Feature Storage Format¶

Processed feature will be stored in .hdf and .pickle file format. The former format is used to store the feature representation, and the later is used for customized label representation. Each piece will have both two different files.

Columns in .hdf feature file:

feature

References¶

Technical details can be found in the publications [1], [2], and [3].

1: Yu-Te Wu, Berlin Chen, and Li Su, “Multi-Instrument Automatic Music Transcription With Self-Attention-Based Instance Segmentation.” in IEEE/ACM Transactions on Audio, Speech, and Language Processing, 2020.
2: Yu-Te Wu, Berlin Chen, and Li Su. “Polyphonic Music Transcription with Semantic Segmentation.” IEEE International Conference on Acoustics, Speech and Signal Processing (ICASSP), 2019.
3: Yu-Te Wu, Berlin Chen, and Li Su. “Automatic Music Yranscription Leveraging Generalized Cepstral Features and Deep Learning.” IEEE International Conference on Acoustics, Speech and Signal Processing (ICASSP), 2018.

App¶

class omnizart.music.app.MusicTranscription(conf_path=None)¶

Bases: omnizart.base.BaseTranscription

Application class for music transcription.

Inherited from the BaseTranscription class to make sure everything needed got override.

Methods

`generate_feature`(dataset_path[, ...])	Extract the feature from the given dataset.
`train`(feature_folder[, model_name, ...])	Model training.
`transcribe`(input_audio[, model_path, output])	Transcribe notes and instruments of the given audio.

generate_feature(dataset_path, music_settings=None, num_threads=4)¶

Extract the feature from the given dataset.

To train the model, the first step is to pre-process the data into feature representations. After downloading the dataset, use this function to generate the feature by giving the path of the stored dataset.

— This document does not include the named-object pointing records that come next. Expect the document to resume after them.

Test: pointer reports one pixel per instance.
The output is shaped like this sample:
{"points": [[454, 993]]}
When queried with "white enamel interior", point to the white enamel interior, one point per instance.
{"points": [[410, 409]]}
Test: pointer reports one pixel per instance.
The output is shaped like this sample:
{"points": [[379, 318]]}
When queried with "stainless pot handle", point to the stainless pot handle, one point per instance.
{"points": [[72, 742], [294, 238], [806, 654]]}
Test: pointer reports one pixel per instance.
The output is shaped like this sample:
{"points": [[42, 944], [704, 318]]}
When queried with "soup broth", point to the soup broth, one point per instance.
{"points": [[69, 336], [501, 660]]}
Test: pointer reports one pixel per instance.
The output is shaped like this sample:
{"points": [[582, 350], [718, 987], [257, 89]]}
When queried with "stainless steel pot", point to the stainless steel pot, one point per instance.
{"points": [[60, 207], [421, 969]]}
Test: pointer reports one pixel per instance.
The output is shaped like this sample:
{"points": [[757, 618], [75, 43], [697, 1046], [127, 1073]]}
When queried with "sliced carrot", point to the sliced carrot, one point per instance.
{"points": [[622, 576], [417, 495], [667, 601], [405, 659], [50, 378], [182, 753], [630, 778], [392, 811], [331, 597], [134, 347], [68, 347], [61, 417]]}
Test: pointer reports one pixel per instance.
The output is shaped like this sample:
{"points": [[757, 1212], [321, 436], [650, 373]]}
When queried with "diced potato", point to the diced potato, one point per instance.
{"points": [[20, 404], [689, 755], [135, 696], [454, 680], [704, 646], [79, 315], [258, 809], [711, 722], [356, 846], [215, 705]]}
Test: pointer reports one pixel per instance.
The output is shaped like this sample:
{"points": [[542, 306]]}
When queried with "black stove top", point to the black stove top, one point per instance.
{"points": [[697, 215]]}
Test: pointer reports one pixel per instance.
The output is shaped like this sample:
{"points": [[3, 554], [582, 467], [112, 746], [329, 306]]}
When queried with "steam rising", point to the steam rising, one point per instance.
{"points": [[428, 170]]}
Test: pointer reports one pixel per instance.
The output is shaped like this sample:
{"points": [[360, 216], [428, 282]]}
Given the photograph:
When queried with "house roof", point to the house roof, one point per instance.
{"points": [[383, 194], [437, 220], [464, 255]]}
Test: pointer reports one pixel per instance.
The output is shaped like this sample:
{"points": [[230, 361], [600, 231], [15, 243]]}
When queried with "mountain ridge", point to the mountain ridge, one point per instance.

To specify the output path, modify the attribute music_settings.dataset.feature_save_path. It defaults to the folder under where the dataset stored, generating two folders: train_feature and test_feature.

Parameters

dataset_path: Path: Path to the downloaded dataset.
music_settings: MusicSettings: The configuration instance that holds all relative settings for the life-cycle of building a model.
num_threads:: Number of threads for parallel extraction the feature.

See also

omnizart.constants.datasets: The supported datasets and the corresponding training/testing splits.

train(feature_folder, model_name=None, input_model_path=None, music_settings=None)¶

Model training.

Train the model from scratch or continue training given a model checkpoint.

Parameters

feature_folder: Path: Path to the generated feature.
model_name: str: The name of the trained model. If not given, will default to the current timestamp.
input_model_path: Path: Specify the path to the model checkpoint in order to fine-tune the model.
music_settings: MusicSettings: The configuration that holds all relative settings for the life-cycle of model building.

transcribe(input_audio, model_path=None, output='./')¶

Transcribe notes and instruments of the given audio.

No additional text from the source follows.